Penjualan Baja Masih Lesu, Apa Penyebabnya?

Bareksa • 29 Jul 2015

an image
Gulungan baja di sebuah pabrik. REUTERS/Fabian Bimmer

Harga baja China di pasar domestik Shanghai tercatat anjlok ke titik terendahnya, yakni $ 400 per ton

Bareksa.com - Industri baja dunia saat ini sedang lesu dan kelebihan pasokan (oversupply). Oversupply bahkan kini sudah masuk tahap kronis, sehingga memukul harga baja dunia. Imbasnya, beberapa perusahaan baja besar dunia merugi.

Pergerakan Harga Baja Global Selama 3 tahun

 

Sumber: Bloomberg.com

Bahkan selama kuartal I 2015, harga baja China di pasar domestik Shanghai anjlok ke titik terendahnya $ 400 per ton dan harga baja impor di Asia Timur (cost and freight) mencapai $394 per ton turun disbanding kuartal I 2014 sebesar $550 per ton dan $519 per ton.

Berkurangnya permintaan baja dari China seiring melambatnya perekomian China ditengarai menjadi biang penyebab melimpah pasokan baja dunia. Lesunya pasar baja dunia juga juga dialami industri baja Indonesia. Sampai semester I 2015 penjualan PT Krakatau Steel, produsen baja nasional, pun masih terseok-seok.

Berdasarkan laporan keuangan kuartal I 2015, total pendapatan dari penjualan baja Krakatau Steel hanya Rp352 miliar, turun 23,4 persen dibanding  semester I 2014. Bahkan, penjualan kuartal I tahun ini mencapai titik terendah dalam empat tahun terakhir.

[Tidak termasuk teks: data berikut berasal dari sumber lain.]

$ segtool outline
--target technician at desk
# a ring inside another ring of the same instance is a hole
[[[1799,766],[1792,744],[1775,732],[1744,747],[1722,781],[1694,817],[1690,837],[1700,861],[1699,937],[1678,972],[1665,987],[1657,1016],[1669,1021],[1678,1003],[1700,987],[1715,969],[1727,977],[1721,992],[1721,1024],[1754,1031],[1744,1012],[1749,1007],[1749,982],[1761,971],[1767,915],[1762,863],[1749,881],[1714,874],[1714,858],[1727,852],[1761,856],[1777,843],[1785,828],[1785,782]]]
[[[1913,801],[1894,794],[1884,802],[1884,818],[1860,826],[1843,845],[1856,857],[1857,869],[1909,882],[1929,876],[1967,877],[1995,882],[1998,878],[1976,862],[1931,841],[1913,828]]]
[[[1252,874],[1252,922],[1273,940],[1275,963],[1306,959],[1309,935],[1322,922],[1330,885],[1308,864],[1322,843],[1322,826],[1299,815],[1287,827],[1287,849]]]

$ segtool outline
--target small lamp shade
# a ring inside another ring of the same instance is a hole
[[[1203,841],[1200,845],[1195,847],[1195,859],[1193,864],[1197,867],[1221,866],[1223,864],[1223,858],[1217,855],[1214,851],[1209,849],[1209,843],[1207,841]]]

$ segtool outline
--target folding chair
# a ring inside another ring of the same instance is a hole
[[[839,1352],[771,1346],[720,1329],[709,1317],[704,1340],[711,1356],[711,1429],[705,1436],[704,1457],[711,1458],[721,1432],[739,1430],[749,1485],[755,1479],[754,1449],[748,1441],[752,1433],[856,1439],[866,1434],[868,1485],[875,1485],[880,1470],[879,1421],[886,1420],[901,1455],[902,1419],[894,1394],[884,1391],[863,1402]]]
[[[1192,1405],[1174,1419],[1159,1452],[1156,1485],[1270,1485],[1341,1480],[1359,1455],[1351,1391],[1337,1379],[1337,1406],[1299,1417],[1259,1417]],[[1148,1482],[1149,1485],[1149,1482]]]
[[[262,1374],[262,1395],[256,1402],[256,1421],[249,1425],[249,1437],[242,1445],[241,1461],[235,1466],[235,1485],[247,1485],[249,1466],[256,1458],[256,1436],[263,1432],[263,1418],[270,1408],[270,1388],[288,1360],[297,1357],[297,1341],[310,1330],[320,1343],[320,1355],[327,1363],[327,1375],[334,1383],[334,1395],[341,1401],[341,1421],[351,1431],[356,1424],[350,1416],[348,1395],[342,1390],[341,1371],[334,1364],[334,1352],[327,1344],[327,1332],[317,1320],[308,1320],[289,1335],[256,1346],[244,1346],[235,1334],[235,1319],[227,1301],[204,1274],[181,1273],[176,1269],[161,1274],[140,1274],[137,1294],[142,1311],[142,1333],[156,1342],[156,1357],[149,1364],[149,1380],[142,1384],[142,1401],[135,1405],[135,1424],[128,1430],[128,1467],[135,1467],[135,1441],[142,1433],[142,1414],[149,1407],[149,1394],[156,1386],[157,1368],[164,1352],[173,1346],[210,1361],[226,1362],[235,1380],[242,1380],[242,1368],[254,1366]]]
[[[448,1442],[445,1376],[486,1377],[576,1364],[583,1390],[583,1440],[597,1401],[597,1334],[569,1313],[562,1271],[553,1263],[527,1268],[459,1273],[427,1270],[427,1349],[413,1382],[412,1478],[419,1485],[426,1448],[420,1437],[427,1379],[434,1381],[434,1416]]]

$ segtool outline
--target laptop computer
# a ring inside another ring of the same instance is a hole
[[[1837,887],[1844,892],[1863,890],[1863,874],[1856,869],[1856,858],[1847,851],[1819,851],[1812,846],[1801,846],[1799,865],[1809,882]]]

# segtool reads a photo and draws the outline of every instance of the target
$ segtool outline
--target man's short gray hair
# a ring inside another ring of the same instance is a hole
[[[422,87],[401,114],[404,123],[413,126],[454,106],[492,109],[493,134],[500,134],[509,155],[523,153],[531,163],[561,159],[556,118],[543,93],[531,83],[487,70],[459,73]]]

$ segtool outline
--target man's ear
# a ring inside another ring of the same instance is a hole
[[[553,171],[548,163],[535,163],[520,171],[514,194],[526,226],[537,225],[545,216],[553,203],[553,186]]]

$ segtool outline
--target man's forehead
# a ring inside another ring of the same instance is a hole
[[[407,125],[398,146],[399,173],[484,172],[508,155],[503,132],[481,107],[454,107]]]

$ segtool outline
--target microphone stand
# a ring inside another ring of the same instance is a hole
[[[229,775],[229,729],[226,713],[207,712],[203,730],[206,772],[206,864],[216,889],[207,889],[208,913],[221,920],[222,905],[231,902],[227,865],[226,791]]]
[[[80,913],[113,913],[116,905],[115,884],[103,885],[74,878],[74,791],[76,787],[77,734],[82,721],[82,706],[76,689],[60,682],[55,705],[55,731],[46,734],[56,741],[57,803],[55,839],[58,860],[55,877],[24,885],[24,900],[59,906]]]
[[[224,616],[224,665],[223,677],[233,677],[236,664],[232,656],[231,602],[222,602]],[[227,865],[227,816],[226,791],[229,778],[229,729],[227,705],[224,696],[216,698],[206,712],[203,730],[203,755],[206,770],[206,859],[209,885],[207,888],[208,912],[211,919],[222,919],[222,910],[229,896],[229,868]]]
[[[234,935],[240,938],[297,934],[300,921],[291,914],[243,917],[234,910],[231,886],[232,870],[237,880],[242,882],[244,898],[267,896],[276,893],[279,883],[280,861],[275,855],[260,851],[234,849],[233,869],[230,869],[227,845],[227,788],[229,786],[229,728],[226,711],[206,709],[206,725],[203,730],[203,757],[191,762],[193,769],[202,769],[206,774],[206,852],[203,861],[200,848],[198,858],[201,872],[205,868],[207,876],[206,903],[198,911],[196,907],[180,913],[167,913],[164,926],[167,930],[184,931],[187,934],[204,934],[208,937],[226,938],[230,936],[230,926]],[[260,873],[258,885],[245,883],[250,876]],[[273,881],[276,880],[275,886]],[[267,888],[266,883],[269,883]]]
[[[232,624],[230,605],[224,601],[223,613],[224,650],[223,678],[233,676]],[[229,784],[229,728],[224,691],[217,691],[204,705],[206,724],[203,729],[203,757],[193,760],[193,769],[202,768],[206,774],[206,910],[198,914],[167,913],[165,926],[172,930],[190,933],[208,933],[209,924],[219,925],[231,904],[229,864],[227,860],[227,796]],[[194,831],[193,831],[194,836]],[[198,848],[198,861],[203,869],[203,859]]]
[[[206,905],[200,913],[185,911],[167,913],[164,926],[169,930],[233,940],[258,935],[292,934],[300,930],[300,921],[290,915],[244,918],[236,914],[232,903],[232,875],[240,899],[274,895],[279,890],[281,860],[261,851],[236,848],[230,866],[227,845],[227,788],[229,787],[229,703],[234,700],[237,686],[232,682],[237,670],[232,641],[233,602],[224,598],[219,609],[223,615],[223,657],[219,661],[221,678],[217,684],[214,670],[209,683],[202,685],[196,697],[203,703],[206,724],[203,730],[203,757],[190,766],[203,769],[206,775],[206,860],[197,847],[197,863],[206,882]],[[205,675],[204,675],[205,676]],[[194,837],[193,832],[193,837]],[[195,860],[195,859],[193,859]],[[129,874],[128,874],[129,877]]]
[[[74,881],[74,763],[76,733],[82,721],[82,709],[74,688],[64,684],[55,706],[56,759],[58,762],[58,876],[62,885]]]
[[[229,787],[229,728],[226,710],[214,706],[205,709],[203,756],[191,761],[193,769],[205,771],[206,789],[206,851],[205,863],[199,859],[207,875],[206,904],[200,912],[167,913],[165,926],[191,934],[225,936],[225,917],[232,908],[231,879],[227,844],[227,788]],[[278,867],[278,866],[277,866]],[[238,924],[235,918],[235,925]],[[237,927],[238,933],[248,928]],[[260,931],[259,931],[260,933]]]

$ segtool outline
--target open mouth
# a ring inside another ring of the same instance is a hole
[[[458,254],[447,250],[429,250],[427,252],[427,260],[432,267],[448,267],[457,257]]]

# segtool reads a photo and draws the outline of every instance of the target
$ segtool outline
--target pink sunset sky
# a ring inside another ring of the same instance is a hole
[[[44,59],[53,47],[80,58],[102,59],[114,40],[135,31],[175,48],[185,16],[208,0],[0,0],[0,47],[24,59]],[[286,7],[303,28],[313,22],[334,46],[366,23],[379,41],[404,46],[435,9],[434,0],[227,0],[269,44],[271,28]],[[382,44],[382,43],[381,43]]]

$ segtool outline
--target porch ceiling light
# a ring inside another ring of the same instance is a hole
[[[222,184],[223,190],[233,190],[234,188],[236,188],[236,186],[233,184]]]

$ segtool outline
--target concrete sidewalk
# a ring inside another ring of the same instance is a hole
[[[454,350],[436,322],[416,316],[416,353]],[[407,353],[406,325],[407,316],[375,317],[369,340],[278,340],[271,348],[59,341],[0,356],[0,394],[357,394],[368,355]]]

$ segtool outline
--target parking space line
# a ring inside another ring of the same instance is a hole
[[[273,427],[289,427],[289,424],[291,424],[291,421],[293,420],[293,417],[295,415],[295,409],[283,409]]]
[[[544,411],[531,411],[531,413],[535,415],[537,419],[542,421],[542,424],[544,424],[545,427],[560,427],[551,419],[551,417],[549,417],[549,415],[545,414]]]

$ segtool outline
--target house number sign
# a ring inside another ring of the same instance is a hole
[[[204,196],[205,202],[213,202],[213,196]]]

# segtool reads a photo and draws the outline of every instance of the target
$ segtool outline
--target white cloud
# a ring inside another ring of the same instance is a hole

Grafik Pendapatan Krakatau Steel Sejak 2010 Hingga Kuartal I-2015

Penurunan pendapatan Krakatau Steel ini dipicu penurunan harga baja domestik. Harga jual rata-rata baja Krakatau Steel turun pada kisaran bervariatif antara 3,6-12,4 persen. Harga jual rata-rata baja canai panas (hot rolled coil/HRC) dan baja canai dingin (cold rolled coil/CRC) masing-masing turun 8,2 persen dan 9,9 persen  menjadi $597 per ton dan $698 per ton. Bahkan harga jual wire rod turun 12,4 persen  menjadi $562 per ton.

Menurut riset Mandiri Sekuritas yang dibagikan kepada nasabah, permintaan baja domestik pada 2015 sebenarnya diperkirakan akan naik menjadi 15 juta ton, lebih besar dari permintaan baja pada 2014 sebesar 13,4 juta ton atau naik sekitar 12 persen secara year on year (YOY)

Kementerian Perindustrian dan Indonesian Iron and Steel Industry Association (IISIA) juga memproyeksikan pertumbuhan permintaan baja akan terus tumbuh seiring terealisasinya sejumlah proyek-proyek pembangunan infrastruktur dan  Rencana Pembangunan Jangka Menengah Nasional (RPJMN) 2015-2019.

Permasalahannya, pertumbuhan permintaan baja di Indonesia tidak diiringi dengan pertumbuhan produksi baja domestik yang memadai. Kapasitas produksi baja di Tanah Air hanya sekitar 8 juta ton. Akibatnya, pemenuhan kebutuhan baja di Indonesia masih harus ditopang oleh baja impor dari China yang jumlahnya mencapai sekitar 55 persen dari kebutuhan baja nasional. Produsen baja di China gencar mengekspor ke Negara-negara di Asia, termasuk Indonesia, karena memang mengalami excess supply.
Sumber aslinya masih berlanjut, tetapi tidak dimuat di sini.